Saturday, December 13, 2008

We want more congestion, not less

President-elect Obama has set forth an ambitious agenda to reshape our transportation priorities. The AP article provides some of the details. The story lays out Obama's reasoning that if we solve congestion we will put people to work. I have my doubts that this is what the President-elect said, but if he did he's got it backwards.

There are a few important points about congestion. First, it is a result of people driving around to go places. This means that when there is a lot of economic activity there is an increase in congestion. We should hope for a lot of congestion as that will signal that the economy is growing again. A second point is that we can build all the roads and light rail lines we want, but until drivers start paying the marginal costs of travel through user fees of some sort we won't see a meaningful drop in driving compared to transit. Since most of transportation money is spent on roads, that's what we are mostly prepared to build on short notice through an economic stimulus package.

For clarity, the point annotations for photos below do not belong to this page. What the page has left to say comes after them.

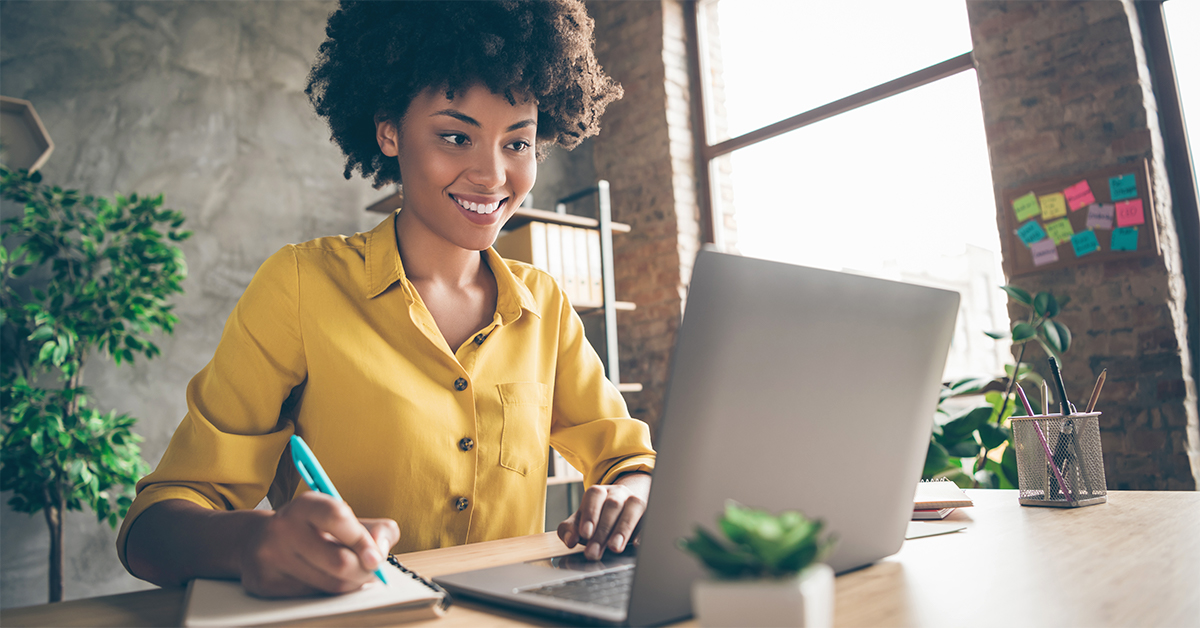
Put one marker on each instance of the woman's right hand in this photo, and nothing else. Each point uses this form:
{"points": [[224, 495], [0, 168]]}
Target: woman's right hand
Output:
{"points": [[315, 544]]}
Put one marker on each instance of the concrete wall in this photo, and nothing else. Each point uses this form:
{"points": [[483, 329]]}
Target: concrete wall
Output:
{"points": [[1066, 89]]}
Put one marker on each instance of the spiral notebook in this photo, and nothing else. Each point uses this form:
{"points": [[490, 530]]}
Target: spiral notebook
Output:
{"points": [[409, 597]]}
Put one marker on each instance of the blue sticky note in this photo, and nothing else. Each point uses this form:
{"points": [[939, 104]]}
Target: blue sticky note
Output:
{"points": [[1031, 232], [1125, 239], [1121, 187], [1085, 243]]}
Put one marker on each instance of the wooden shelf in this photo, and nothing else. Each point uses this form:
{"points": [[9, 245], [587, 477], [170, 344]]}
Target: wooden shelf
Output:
{"points": [[521, 216]]}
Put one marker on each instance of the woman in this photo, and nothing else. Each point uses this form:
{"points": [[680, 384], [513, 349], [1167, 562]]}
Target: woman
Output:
{"points": [[427, 375]]}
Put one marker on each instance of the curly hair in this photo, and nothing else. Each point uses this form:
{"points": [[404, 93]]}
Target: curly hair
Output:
{"points": [[378, 55]]}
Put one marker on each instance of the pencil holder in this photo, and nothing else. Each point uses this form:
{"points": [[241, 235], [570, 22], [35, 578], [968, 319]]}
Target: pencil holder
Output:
{"points": [[1059, 460]]}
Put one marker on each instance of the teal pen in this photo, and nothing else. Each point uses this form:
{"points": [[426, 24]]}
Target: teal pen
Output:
{"points": [[316, 478]]}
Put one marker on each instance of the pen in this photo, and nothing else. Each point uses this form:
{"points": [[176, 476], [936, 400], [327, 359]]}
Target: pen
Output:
{"points": [[1096, 392], [1062, 392], [310, 470]]}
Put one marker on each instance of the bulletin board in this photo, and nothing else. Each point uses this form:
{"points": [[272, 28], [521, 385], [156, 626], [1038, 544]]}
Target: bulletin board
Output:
{"points": [[1101, 216]]}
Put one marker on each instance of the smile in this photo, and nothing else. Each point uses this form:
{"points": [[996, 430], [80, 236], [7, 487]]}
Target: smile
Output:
{"points": [[479, 208]]}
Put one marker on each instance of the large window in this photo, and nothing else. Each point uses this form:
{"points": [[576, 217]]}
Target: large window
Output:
{"points": [[881, 167]]}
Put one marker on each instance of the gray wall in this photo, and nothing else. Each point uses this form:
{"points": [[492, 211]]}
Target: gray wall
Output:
{"points": [[203, 102]]}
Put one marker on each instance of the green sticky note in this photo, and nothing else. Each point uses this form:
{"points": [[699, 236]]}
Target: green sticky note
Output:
{"points": [[1026, 207], [1084, 243], [1121, 187], [1060, 231], [1125, 239]]}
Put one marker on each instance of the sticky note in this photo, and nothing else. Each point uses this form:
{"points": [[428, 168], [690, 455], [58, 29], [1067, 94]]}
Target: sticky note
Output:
{"points": [[1079, 196], [1031, 232], [1044, 252], [1099, 216], [1121, 187], [1026, 207], [1053, 205], [1085, 243], [1129, 213], [1060, 231], [1125, 239]]}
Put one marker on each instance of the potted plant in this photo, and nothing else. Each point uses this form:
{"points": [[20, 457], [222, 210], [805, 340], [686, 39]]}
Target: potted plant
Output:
{"points": [[767, 570], [79, 276]]}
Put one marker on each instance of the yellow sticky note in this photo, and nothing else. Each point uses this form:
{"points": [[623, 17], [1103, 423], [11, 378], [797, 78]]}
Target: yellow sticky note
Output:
{"points": [[1026, 207], [1053, 205], [1060, 231]]}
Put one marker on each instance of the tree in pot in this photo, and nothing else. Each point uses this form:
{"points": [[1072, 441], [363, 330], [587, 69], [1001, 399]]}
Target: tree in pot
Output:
{"points": [[84, 275]]}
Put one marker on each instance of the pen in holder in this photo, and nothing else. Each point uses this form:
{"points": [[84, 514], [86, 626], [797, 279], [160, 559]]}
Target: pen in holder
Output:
{"points": [[1059, 460]]}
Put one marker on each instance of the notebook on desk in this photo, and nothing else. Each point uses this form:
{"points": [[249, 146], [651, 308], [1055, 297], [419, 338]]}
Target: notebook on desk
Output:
{"points": [[787, 386]]}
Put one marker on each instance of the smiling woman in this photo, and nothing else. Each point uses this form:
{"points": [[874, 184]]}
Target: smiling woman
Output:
{"points": [[427, 375]]}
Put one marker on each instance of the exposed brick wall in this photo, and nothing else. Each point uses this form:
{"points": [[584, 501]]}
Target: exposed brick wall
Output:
{"points": [[646, 153], [1065, 90]]}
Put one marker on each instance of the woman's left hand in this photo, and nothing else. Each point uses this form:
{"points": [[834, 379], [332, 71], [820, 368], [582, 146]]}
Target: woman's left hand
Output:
{"points": [[609, 515]]}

On a related note, a bailout of the auto companies will further assert the primacy of autos for personal transportation for the foreseeable future. This outcome is at odds with Obama's stated goals of improving transportation choices and transit use, and may have lousy consequences for responsible urban growth. Auto use is already heavily subsidized through parking regulations and other financing tools such as sales taxes for transportation investment. Many people used mortgage products to buy cars over the past decade, representing a subsidy for the purchase of autos. Now we will subsidize the production of cars. This collection of policies favor autos as our primary mode of personal transportation, and in turn we will plan for more cars. As such, we should hope we end up with congested roads filled with all those cars we're supposed to buy.